If you’re outside the pharmaceutical industry something happened last September that you probably didn’t hear about and may not seem like a big deal, but it is.

For the first time ever a big pharmaceutical company, in this case AstraZeneca, filed a new drug application (NDA) with the Food & Drug Administration (FDA) all electronically — including the signature pages. Big deal, you say? Maybe so, but the implications for business contracts everywhere are huge.

If the government and big pharma can work together electronically on something as important as a new drug, the door opens wide for all businesses to do the same.

“What we see as significant about it, is now that you’ve got something like AstraZeneca saying, ‘Okay, the FDA is willing to do this with us, we’re ready to go’, other companies are going to say, ‘Okay, if they can do it we can take the plunge too.’,” said Sally Hudson, research director for Identity and Access Management at IDC.

What differentiates this event from, say, EDI that banks use to exchange funds electronically, is there was no source contracts used ahead of time.
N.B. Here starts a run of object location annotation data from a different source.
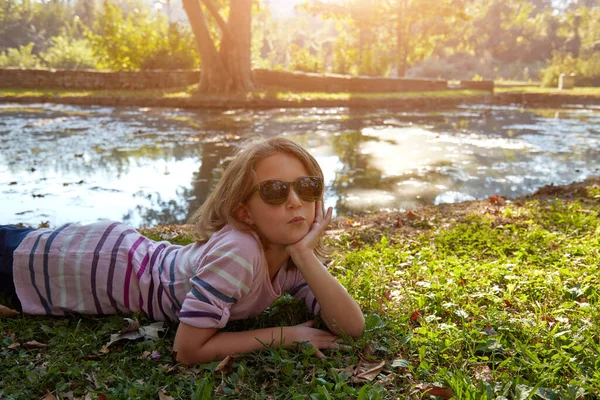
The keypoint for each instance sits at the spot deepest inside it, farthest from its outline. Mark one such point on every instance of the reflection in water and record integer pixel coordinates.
(150, 166)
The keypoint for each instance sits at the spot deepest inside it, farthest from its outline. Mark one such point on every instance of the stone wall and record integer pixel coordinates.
(265, 79)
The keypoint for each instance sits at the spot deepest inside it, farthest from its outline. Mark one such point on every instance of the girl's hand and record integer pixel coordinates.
(307, 244)
(318, 338)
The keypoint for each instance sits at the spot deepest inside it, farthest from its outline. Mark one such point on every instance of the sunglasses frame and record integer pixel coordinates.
(290, 185)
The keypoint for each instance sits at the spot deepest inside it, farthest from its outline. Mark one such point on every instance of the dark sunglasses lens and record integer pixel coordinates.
(274, 192)
(309, 188)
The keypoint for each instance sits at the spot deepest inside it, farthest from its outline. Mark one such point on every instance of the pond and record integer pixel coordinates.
(148, 166)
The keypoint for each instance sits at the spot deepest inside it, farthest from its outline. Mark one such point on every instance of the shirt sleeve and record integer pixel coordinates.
(224, 276)
(298, 288)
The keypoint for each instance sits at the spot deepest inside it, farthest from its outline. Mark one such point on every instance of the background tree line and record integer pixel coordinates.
(450, 39)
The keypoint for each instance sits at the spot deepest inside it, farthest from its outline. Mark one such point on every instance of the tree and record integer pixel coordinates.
(414, 25)
(228, 69)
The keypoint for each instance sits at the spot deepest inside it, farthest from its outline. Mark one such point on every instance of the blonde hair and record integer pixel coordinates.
(237, 181)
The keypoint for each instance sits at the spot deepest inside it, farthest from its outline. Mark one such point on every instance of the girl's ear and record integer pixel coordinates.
(243, 214)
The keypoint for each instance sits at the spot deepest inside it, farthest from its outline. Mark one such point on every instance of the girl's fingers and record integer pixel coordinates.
(318, 211)
(319, 354)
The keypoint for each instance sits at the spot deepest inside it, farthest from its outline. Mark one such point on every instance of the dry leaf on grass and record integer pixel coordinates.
(6, 312)
(225, 365)
(33, 344)
(163, 396)
(149, 332)
(483, 373)
(132, 326)
(431, 390)
(366, 371)
(67, 396)
(48, 396)
(13, 346)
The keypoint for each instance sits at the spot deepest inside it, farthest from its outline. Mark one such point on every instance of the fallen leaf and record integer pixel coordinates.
(33, 344)
(48, 396)
(163, 396)
(151, 331)
(400, 363)
(432, 390)
(483, 373)
(369, 350)
(132, 326)
(224, 365)
(413, 215)
(94, 357)
(366, 371)
(415, 316)
(13, 346)
(67, 396)
(125, 336)
(6, 312)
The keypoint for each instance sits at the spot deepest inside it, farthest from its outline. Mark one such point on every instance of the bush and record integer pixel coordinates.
(140, 39)
(586, 69)
(68, 53)
(21, 57)
(465, 66)
(303, 60)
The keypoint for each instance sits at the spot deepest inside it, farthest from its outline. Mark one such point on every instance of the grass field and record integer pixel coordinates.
(480, 300)
(188, 93)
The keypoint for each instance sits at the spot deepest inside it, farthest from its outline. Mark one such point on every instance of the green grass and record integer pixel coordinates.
(578, 91)
(282, 95)
(509, 293)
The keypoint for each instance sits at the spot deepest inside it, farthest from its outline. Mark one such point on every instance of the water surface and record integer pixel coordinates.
(148, 166)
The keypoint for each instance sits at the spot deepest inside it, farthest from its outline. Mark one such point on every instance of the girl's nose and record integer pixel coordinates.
(294, 200)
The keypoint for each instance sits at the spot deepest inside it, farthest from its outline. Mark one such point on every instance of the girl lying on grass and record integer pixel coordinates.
(264, 221)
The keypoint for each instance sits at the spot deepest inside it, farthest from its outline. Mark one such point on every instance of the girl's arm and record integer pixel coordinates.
(201, 345)
(338, 309)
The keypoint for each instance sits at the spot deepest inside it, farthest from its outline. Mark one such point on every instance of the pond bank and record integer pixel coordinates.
(265, 100)
(370, 227)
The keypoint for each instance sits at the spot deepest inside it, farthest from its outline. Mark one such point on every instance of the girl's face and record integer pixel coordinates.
(285, 223)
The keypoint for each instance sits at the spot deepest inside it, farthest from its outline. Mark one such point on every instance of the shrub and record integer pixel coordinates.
(303, 60)
(66, 53)
(140, 39)
(586, 69)
(21, 57)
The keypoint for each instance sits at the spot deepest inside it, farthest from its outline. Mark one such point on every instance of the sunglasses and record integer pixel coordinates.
(274, 192)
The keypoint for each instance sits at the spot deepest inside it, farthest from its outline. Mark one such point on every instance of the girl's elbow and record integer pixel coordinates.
(359, 328)
(189, 358)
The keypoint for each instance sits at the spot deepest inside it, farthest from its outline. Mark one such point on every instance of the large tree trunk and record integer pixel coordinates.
(401, 39)
(214, 77)
(237, 51)
(227, 70)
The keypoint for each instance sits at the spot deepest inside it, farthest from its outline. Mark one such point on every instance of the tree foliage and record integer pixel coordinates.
(139, 38)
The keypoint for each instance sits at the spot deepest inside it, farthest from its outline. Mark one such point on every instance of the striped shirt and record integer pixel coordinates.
(110, 268)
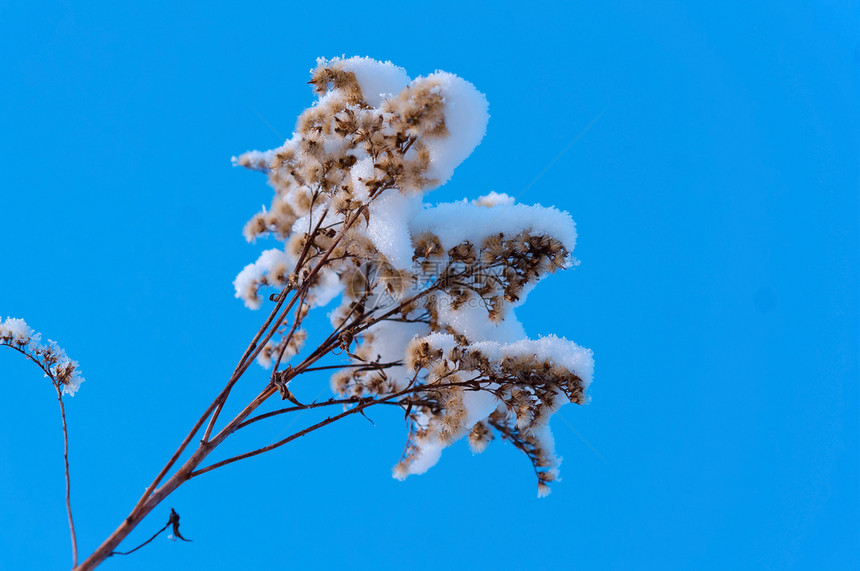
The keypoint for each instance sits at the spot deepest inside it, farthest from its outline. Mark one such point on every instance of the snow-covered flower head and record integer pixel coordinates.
(349, 189)
(50, 356)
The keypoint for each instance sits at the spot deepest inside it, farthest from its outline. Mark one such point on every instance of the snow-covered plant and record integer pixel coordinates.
(427, 293)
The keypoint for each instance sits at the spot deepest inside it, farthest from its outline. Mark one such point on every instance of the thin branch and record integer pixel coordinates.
(56, 383)
(280, 443)
(68, 479)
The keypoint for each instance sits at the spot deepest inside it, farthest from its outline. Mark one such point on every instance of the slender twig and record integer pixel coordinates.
(57, 386)
(68, 478)
(157, 533)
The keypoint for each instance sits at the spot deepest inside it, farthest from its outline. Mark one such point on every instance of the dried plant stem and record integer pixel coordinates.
(68, 479)
(58, 388)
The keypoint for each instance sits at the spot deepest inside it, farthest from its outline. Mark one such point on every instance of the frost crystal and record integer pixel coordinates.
(50, 357)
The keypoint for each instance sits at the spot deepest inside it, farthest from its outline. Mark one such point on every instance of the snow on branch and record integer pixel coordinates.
(427, 292)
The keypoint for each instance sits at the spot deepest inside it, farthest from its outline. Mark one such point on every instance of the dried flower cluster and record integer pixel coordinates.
(50, 357)
(427, 292)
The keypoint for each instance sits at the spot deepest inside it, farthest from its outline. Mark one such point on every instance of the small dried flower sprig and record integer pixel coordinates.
(50, 357)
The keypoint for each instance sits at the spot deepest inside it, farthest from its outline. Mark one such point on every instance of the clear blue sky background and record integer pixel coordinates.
(717, 203)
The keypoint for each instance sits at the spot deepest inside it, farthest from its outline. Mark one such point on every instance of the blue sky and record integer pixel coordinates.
(716, 199)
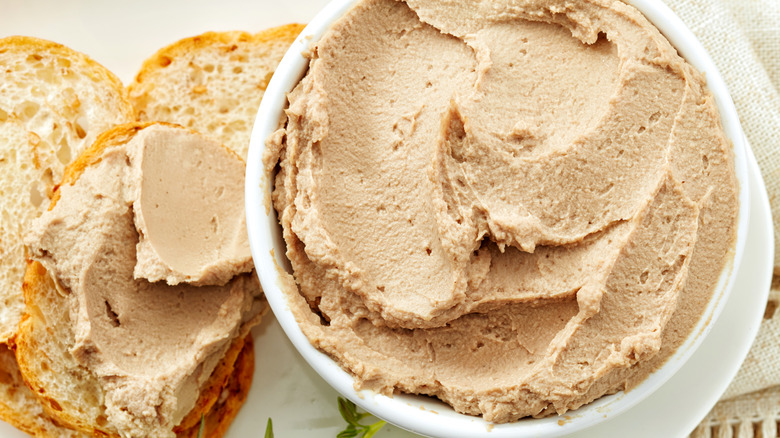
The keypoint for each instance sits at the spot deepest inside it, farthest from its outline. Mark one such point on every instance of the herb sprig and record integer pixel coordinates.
(354, 429)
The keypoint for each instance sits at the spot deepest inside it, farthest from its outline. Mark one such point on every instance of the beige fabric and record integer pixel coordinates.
(743, 38)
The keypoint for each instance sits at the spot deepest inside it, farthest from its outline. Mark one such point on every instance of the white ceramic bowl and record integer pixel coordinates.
(424, 415)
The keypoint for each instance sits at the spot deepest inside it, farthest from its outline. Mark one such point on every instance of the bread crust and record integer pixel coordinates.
(211, 82)
(98, 73)
(164, 56)
(35, 332)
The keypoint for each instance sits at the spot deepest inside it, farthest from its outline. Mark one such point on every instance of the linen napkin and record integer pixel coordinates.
(743, 39)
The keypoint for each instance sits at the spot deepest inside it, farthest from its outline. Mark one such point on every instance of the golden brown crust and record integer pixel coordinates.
(164, 56)
(38, 284)
(236, 390)
(232, 376)
(19, 406)
(115, 136)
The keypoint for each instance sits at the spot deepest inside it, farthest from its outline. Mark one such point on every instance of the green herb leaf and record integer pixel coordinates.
(202, 426)
(349, 432)
(374, 428)
(348, 411)
(354, 429)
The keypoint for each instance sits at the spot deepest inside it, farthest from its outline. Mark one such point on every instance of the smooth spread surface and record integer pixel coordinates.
(189, 210)
(514, 207)
(151, 346)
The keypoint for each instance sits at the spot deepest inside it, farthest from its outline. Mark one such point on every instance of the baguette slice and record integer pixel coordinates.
(54, 102)
(20, 407)
(212, 83)
(64, 399)
(70, 394)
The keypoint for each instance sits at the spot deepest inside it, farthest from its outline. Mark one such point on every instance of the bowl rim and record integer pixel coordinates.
(424, 415)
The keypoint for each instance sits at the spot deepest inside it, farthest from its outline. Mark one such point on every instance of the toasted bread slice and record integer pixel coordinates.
(20, 407)
(69, 393)
(54, 102)
(66, 396)
(212, 83)
(41, 416)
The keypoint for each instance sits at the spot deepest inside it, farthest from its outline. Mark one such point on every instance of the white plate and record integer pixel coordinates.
(121, 35)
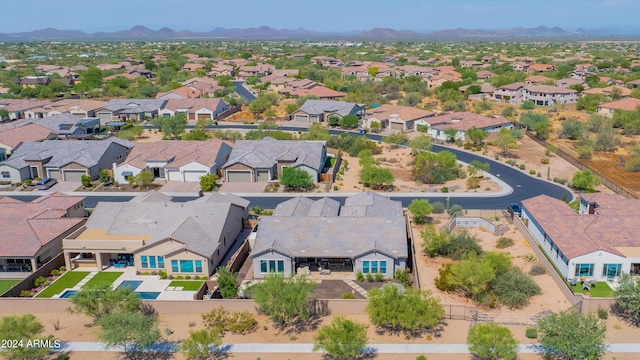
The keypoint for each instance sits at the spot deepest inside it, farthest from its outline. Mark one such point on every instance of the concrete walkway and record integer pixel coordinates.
(264, 348)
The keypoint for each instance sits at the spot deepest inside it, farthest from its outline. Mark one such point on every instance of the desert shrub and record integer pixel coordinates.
(531, 332)
(438, 207)
(404, 277)
(504, 242)
(514, 288)
(602, 313)
(537, 269)
(347, 296)
(40, 281)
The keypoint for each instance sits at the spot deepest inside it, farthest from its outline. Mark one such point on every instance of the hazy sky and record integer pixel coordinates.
(320, 15)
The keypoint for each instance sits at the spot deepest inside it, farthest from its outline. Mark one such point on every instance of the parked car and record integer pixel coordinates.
(46, 183)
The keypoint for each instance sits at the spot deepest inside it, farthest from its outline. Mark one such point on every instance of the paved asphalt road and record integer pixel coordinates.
(524, 186)
(243, 92)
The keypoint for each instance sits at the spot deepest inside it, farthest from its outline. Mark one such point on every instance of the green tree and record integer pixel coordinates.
(132, 331)
(350, 121)
(572, 336)
(420, 144)
(584, 180)
(377, 177)
(572, 128)
(228, 283)
(22, 328)
(411, 310)
(197, 345)
(172, 126)
(627, 296)
(296, 179)
(395, 139)
(420, 208)
(284, 300)
(492, 342)
(342, 339)
(102, 299)
(208, 182)
(505, 140)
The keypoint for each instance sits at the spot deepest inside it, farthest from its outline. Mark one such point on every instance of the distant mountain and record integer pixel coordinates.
(141, 33)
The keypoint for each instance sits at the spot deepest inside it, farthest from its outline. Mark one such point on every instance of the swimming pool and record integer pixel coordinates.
(133, 284)
(144, 295)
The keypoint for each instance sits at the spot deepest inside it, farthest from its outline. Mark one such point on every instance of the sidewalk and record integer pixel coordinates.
(264, 348)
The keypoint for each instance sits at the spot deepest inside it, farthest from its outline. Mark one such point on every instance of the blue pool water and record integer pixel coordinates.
(68, 294)
(133, 284)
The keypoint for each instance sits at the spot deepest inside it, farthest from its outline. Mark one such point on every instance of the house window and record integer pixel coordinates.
(584, 269)
(374, 267)
(610, 270)
(272, 266)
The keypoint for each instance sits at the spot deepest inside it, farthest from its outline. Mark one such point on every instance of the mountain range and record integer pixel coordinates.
(142, 33)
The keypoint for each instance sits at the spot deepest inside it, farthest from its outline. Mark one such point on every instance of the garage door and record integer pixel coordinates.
(73, 175)
(174, 175)
(302, 118)
(239, 176)
(55, 174)
(194, 175)
(263, 175)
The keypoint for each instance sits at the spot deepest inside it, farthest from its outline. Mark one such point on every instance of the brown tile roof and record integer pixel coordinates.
(577, 235)
(622, 104)
(462, 121)
(179, 152)
(30, 133)
(26, 237)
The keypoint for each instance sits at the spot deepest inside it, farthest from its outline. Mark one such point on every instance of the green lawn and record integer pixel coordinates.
(187, 285)
(600, 289)
(66, 281)
(102, 279)
(7, 284)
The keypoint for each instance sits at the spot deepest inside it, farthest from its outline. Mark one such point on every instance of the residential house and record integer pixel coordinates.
(152, 233)
(11, 138)
(403, 118)
(32, 232)
(463, 121)
(264, 160)
(130, 109)
(622, 91)
(203, 108)
(628, 104)
(174, 160)
(33, 81)
(598, 243)
(64, 160)
(318, 110)
(541, 67)
(79, 107)
(366, 235)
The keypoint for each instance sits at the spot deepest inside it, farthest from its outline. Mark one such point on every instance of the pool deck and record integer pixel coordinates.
(150, 283)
Astra’s entire filing was based on a digital signature standard called SAFE, short for Signatures and Authentication for Everyone.

Right now, SAFE is designed specifically for the bio-pharma industry but the idea is no different than the federation standards being developed and deployed by OASIS or the Liberty Alliance around web services. There is also IdenTrust, a provider of digital identity authentication being used in the financial services industry.

“What SAFE has done is it’s created that same multilateral contract framework but independent of what the transactions are,” said Paul Donfried, VP of Identity and Access Solutions for Science Applications International Corp., a systems, solutions and technical services company. Donfried was also a founding member of IdenTrust.

Aside from the ease-of-use issue, there are a couple of other important aspects to this filing: security, version control and synchronization and money.

Security, of course, is a big deal in business. With SAFE security is agreed upon up front and there are rules and regulations that signatories must adhere to. Liability for, for example, is capped at $500,000 and signatories agree to arbitration not court action should problems arise.

“What it does, is it says there is one standard for the industry,” said Mollie Shields-Uehling, CEO of SAFE. “You can have lots of different (solution) providers, applications but they have to meet one technical set of specs as well as the identity assurance specs. If you think of it like Visa or MasterCard, in a lot of respects, it’s similar to that.”

Also security is enhanced because once a document is digitally signed any alteration to that document will void the signature with a big red “X”.

“In the paper world … you sign page 50, it’s pretty easy for someone to substitute a new page three and you’d never know,” said Donfried. “That’s mathematically impossibly with a digital signature.”